My stolen moment of peace lasted until the door to his hut swung open. Three strapping young men bursting with bulk stepped out onto the veranda dressed in an assortment of checked shirts and jeans, their outfits consistent as a uniform. A second giant, who dwarfed the man clutching my frozen form, followed the newcomers. Blond hair tumbled over bare shoulders. He reached obscenely thick arms above his head to grip raw-cut exposed beams that doubled his bulk. He looked capable of pulling the entire thing down on his own.
I tugged at the hem of Everest’s jacket, wriggling closer to hide, but there was nowhere to go. The soft rumble that vibrated against my ear offered a second shock. He was capable of laughter? A smile crept up my face in reply, the expression both alien and forgiving in one. Then I remembered why I stood before him naked and bruised, and the muscles that strained to hold up my good humor died as I cowered into myself.
To my horror, fresh tears welled, prepared to join the filthy tracks already coating my face with God knew what.
“So, British, huh? Work visa?” Everest nudged the top of my head with his chin.
I shook my head, willing him to let me hide between his bulk and his jacket. “That was one of the threats,” I mumbled, debris and sweat tumbling into my mouth. His body stiffened, perhaps imperceptible outwardly, but given our proximity, I experienced every one of his reactions as they were presented. “Stripping me of my documents. Taking away my identity if I didn’t… comply.”
“I’d send you home, but who would want you?”
Certainly not the overly religious parents already on the verge of disowning me for leaving my small hometown to visit the land of sin. I laughed off their backward notions at the time, but now….
“No one will take you back.”
“You’re so much more beautiful when you’re ruined.”
Bile coated the inside of my throat as my boss’s voice echoed around my mind, trapped in the confines where his torturous words played on repeat.

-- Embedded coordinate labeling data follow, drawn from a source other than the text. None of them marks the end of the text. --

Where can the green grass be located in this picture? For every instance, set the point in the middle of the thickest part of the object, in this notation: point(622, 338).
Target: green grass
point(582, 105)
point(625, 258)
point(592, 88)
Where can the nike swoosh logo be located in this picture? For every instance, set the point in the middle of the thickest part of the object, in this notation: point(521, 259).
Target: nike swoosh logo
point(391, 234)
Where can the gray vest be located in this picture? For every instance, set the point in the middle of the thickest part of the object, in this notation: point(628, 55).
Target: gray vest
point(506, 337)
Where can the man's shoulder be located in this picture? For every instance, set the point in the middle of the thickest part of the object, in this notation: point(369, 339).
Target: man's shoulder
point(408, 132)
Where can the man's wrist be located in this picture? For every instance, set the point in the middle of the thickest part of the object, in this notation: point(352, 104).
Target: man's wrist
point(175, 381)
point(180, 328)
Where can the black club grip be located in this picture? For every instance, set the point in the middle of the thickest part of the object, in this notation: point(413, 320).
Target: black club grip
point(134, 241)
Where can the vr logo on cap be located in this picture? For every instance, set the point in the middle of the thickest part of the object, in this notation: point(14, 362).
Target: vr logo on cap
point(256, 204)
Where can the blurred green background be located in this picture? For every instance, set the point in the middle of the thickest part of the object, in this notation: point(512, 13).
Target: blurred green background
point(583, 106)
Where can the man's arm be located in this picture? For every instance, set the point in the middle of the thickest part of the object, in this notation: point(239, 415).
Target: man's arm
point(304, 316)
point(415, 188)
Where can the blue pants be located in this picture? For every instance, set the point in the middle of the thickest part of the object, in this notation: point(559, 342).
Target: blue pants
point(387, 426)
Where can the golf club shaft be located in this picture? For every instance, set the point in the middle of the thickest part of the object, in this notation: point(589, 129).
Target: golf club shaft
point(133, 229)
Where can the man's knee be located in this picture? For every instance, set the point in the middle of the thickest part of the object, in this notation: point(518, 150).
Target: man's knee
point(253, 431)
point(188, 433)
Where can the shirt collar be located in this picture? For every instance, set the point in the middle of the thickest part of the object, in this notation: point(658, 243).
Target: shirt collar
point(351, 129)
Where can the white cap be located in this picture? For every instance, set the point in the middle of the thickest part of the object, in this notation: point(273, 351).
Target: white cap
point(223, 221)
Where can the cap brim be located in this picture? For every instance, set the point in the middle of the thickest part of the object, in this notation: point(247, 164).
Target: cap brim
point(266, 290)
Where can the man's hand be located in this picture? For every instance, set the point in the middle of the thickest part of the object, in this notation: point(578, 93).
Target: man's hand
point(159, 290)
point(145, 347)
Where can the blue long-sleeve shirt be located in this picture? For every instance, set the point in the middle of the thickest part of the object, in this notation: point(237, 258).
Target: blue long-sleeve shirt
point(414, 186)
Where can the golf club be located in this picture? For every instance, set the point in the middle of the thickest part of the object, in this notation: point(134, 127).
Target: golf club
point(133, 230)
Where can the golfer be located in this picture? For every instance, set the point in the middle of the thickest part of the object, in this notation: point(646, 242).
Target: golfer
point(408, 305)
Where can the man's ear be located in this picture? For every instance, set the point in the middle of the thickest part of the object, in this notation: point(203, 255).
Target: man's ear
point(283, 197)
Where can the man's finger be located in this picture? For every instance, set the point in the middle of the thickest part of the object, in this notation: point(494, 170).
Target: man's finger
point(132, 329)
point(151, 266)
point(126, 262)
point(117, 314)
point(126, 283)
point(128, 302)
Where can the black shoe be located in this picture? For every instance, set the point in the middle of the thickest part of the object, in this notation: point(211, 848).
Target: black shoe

My legs trembled. Pressing my weight forward, I stole a little more of the support Everest offered, sucking his warmth into my tainted bones. He nudged me with such a tender grace that I gave in and raised glistening eyes to meet his fathomless gaze. The soul of a mountain god disturbed by a mere mortal stared back. Understanding flooded his face, something akin to awe tinged with regret. He moved sinuously for a man his size, his body twisting, his bulk threatening to consume me.
My reflexes long dulled, I became a voyeur unable to fight off the pending attack as he engulfed me in a protective embrace. Salt streamed into my mouth, bringing with it all the accumulated grit and filth from my short burst through the forest. From before . I pressed my lips into a tight line, caught in his bottomless gaze that held knowledge of too many dark things.
Broken, ruined, I fell into his silent offer of safety and never wanted to leave.
I need to go home, but home won’t want me anymore.
Which left me a begging orphan beyond her depth.
“Easy, Mari.” Everest kept his hold light but firm, clearly expecting the deranged animal in his arms to bolt at the slightest hint of danger. Freeing one hand to tuck my head into his shoulder, he called out to the men behind us.
I ignored his muted words, matching my breaths to the steady rhythm of his heartbeat. The regular motion calmed me, the panic that nibbled at the frayed edges of my sanity ebbing.
Enclosing my hand in his, Everest pressed his lips to my temple. His touch offered a simple comfort, a brush of skin that barely equated to a kiss, but the sweet caress gave me a moment’s extra warmth, a contrast to the grabbing?—
NO .
Unaware of my roiling internal conflict, my mountain man marched forward, towing me alongside him. A roar consumed my overstimulated mind. The edges of my vision filled with dark spikes curving inward. Hands jostled me, shifting me from person to person. I tried for logic and failed. My mind took me back to that place, pulled and tugged in every direction.
Everest’s face entered my narrowing vision, my anchor to a world I feared. Concern edged into his verdelite eyes. I made out my name on his arched lips before the world dropped out from beneath me.
This time when the darkness fell, the nightmarish creatures stayed away.